Abstract 9848: Image Guided Computational Model of the Mitral Valve in Heart Failure with Functional Mitral Regurgitation - A Platform for Preclinical Procedure Planning

Abstract

Introduction: Therapeutic benefit of correcting functional mitral regurgitation (FMR) is increasingly recognized, since positive results from COAPT trial indicate a significant reduction in hospitalization rate and mortality. However, this benefit is strongly dependent on the extent of reduction in FMR with the MitraClip system, which is often variable and unpredictable. We report a patient-specific, 3D echo derived computational model of the mitral valve that faithfully mimics the FMR-like valve for procedure planning. Methods: FMR datasets were obtained in two pigs that received a myocardial infarction via percutaneous occlusion of the left circumflex artery. 3D echo was performed 3 months after infarction, and images were segmented to obtain annular and leaflet geometry, and papillary muscle (PM) locations in the ventricle. Chordal distribution was developed (Fig. A) based on anatomical measurements in hearts as they are not visible on echo.
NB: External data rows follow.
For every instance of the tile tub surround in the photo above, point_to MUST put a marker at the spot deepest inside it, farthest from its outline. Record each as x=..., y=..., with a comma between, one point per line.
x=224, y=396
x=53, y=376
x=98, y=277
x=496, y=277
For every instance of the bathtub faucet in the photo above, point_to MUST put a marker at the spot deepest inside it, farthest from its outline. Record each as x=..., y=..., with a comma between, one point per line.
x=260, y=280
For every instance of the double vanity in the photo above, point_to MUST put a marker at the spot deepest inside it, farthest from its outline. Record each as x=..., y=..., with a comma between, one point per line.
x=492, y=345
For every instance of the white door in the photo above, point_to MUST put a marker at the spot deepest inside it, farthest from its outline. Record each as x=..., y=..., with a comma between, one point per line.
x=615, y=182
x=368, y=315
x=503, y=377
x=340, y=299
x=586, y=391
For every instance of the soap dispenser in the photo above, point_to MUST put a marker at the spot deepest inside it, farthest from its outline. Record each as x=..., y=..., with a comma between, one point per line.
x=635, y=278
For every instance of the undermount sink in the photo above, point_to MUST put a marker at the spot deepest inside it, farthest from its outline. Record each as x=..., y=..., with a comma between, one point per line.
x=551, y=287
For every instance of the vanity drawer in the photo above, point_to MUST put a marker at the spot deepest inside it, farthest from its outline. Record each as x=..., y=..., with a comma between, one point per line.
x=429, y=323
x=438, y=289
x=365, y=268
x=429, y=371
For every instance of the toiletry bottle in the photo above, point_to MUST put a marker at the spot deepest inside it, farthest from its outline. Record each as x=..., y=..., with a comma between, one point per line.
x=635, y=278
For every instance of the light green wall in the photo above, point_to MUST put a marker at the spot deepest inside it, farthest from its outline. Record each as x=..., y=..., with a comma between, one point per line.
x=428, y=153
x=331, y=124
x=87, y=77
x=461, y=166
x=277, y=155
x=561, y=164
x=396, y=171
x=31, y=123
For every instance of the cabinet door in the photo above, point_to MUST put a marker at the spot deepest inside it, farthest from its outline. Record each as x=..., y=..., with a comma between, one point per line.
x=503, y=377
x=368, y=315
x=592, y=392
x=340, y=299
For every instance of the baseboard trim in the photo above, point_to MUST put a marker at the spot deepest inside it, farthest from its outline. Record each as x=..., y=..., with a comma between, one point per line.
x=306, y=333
The PMs were sub-divided into three heads with marginal, strut and basal chordae emerging from these heads as seen in real hearts (Fig. B) . In FMR state, the PM locations are displaced, imposing a pre-strain on the chordae. Valve closure simulation was modeled by pre-straining the chordae and applying transvalvular pressure gradient on the leaflets, and stress analysis was performed. Results: Agreement in the truth dataset (echo image) and the model (simulated data) are shown in Fig. C , indicating fidelity of the model. Peak stresses were observed on A2 and P2 segments near the strut chordae insertion regions with maximum values of 7.62 and 4.93 MPa for each dataset (Fig. D) , which corresponds well with the previously reported findings. Conclusions: A proposed FMR modeling workflow allowed to obtain a realistic systolic configuration of the mitral valve. Such models may be used to virtually implement various FMR repair techniques, allowing to predict post-repair outcomes and optimize FMR repair at a patient-specific level.